On Your Marks, Get Set, Go!
Did you have the opportunity to watch the recent Summer Olympics on TV? The games were thrilling as always. And so many great athletes stood out such as gymnasts Gabby Douglas and Aly Raisman, volleyballers Misty May Treanor and Kerri Walsh Jennings, swimmers Michael Phelps and Missy Franklin, and runners Usain Bolt and Oscar Pistorius.
While watching the track competition, I took note of the runners just before their races started. The TV cameras zoomed right in for the close-up shots of their faces. You could see that they were getting into the zone of high performance.
Then came the three commands we are all so familiar with, On Your Marks, Get Set, and Go. It occurred to me that these three steps form a part of the leadership process.
On Your Marks - This first command says to the runner, Get in your lane. Get on your starting spot. This in essence is the leadership property of alignment. Getting into the right place to perform.
Watching the high diving competition, especially the synchronized divers, inspired this blog post. The synchronized pairs were extraordinary. Not only is the high board 3 stories above the pool, but the teams must dive in unison with the utmost precision. Talk about alignment!
Get Set - The second command tells the runner to assume the starting position. This is the leadership property of focus. You can see the intense focus in their bodies and in their faces.
After many of the races, the sportscaster on the scene would interview some of the athletes. I remember one such interview with swimmer Missy Franklin where she was asked how she transforms from the chatty and fun loving girl we see before the races to the intense competitor who wins the gold. Her answer: she focuses.
Go - Then the third command signals the take off. This is the leadership property of execution. Like an arrow shot from a bow, the runners dash from their starting spots, legs, arms, and hearts pumping round the track.
But there is a fourth step, a step that precedes the three above. It's the step that prepared these men and women physically, mentally, and emotionally to compete on the world stage. It's the step I would call Design and it represents the leadership property of planning & preparation. Planning and Preparation includes a great deal, such as goal setting, communicating, training, and building a team. It also includes commitment and perseverance.

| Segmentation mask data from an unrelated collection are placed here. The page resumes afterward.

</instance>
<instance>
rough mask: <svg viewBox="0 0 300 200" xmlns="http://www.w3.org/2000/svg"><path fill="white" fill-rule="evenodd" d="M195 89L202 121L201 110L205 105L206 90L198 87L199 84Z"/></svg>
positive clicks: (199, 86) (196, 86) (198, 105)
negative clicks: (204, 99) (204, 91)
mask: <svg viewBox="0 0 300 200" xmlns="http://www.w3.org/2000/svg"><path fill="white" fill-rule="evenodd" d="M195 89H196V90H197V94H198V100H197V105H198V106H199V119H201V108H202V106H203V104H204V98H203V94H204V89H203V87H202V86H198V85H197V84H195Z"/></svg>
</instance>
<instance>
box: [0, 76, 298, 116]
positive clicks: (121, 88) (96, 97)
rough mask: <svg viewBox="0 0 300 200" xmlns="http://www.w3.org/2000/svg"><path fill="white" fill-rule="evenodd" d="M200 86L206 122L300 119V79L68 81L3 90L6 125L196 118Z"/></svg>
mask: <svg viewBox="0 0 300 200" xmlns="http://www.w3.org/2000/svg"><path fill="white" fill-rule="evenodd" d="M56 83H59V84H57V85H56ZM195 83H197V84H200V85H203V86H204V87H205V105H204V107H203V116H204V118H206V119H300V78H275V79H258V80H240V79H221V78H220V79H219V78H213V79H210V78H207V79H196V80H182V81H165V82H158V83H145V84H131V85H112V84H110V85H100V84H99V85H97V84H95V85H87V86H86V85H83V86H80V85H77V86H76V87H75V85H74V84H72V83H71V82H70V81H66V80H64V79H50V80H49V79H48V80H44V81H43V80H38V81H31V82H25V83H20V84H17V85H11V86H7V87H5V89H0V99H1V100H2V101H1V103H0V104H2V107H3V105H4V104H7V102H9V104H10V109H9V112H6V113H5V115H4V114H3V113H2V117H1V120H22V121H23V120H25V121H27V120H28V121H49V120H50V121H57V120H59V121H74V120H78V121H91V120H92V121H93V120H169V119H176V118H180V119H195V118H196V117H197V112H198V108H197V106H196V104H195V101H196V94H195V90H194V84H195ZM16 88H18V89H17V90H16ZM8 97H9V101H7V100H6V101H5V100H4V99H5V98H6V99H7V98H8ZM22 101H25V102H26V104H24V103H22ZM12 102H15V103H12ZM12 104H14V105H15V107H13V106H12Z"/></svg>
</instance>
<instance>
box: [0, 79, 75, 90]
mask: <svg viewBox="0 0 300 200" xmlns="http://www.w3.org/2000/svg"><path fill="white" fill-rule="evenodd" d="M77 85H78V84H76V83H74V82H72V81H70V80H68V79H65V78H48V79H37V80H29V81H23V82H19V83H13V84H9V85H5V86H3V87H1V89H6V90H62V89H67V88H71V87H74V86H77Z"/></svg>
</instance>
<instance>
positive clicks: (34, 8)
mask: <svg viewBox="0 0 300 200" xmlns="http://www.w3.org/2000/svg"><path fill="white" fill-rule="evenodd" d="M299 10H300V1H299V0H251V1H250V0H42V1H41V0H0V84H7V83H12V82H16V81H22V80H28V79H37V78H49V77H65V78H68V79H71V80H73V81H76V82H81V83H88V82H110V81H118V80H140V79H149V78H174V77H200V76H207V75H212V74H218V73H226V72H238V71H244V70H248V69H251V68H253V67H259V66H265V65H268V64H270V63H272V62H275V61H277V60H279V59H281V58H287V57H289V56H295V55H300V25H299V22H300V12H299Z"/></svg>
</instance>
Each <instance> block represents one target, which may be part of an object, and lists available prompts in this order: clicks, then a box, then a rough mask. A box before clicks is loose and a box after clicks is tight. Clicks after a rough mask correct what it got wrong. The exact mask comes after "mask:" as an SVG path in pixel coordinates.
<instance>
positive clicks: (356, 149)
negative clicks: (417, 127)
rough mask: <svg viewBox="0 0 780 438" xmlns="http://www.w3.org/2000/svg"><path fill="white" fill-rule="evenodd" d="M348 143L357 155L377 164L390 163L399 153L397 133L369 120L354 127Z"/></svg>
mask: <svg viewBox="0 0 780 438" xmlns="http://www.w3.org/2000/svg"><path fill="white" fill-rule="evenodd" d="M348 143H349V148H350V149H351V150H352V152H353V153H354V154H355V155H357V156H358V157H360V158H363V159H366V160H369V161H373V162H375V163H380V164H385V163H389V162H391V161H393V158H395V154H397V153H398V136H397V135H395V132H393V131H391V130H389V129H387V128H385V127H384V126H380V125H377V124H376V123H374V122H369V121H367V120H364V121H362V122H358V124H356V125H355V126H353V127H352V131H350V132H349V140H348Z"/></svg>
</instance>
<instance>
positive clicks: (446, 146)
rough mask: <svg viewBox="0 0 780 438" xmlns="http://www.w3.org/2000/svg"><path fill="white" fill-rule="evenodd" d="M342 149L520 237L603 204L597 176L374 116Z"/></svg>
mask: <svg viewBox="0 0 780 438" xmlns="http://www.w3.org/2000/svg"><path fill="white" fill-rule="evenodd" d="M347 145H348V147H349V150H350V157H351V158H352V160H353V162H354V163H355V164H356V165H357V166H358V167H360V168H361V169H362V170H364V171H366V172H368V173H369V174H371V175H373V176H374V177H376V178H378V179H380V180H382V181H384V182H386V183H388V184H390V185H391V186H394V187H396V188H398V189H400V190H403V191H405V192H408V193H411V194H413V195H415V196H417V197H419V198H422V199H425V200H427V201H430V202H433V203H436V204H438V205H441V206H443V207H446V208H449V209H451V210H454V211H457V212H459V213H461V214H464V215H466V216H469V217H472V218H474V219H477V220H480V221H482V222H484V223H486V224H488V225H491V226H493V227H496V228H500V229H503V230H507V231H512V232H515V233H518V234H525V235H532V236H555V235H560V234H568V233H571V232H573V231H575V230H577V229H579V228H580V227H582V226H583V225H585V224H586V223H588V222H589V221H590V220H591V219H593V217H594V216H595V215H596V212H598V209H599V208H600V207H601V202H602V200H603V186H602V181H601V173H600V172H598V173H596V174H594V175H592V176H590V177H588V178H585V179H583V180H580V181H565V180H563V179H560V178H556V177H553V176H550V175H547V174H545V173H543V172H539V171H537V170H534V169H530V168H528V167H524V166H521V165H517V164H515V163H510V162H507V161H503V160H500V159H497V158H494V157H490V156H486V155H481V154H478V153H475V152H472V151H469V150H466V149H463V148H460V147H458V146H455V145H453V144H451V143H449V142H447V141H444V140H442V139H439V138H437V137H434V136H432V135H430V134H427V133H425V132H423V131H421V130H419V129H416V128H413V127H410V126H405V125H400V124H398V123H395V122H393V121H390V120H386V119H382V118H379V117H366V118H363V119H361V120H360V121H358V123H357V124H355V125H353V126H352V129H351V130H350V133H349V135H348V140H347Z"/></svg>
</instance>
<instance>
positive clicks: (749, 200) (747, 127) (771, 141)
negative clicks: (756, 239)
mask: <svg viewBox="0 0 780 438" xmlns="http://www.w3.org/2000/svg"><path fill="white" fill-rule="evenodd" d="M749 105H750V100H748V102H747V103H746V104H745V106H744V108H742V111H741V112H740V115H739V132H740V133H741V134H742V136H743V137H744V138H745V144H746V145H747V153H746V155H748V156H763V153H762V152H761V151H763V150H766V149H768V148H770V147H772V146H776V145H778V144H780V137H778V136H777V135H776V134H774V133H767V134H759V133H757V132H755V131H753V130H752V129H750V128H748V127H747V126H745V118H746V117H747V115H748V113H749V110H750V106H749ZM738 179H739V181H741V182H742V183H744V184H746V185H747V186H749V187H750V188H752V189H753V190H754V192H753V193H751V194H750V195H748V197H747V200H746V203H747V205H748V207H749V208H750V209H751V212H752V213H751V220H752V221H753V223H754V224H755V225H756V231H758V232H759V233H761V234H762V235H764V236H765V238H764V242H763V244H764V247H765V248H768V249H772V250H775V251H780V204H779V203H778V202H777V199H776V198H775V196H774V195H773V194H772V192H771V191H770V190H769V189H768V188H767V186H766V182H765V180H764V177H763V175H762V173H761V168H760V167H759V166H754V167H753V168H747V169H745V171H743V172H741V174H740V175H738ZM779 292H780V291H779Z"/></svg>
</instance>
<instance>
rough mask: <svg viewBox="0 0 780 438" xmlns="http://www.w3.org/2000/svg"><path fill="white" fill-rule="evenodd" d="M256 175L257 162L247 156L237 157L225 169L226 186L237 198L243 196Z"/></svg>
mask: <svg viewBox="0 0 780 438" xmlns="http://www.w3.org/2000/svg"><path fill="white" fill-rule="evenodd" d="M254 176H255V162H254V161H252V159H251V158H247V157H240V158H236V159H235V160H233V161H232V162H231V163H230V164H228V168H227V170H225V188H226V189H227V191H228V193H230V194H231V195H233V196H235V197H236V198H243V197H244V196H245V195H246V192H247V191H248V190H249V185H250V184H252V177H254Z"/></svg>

South African sprinter Oscar Pistorious, one of the most notable competitors of the 2012 games, is a great example of this fourth leadership property. He runs on artificial legs. Born with a severe deformity in both limbs, he had to undergo surgery at a young age which left him without lower legs and feet. Despite this disability, he demonstrated his ability to run! Now known as "the Blade Runner," Pistorius runs on carbon fiber prosthetic legs. And he is among the fastest people on Earth. What an extraordinary example of the human spirit's determination to overcome adversity. And the importance of commitment and perseverance.
It occurred to me that organizational leaders can take a page from these top performers.
Like the high divers, when you ascend the ladder to that diving board, you had better be sure that that is where you want to go. You had better be sure that you have a Plan and have Prepared yourself. That you and your team are well Aligned with a clear goal that all understand. That you are able to Focus when the time comes to bring your "A" game. And that you Execute with excellence for the sake of your customers and your company.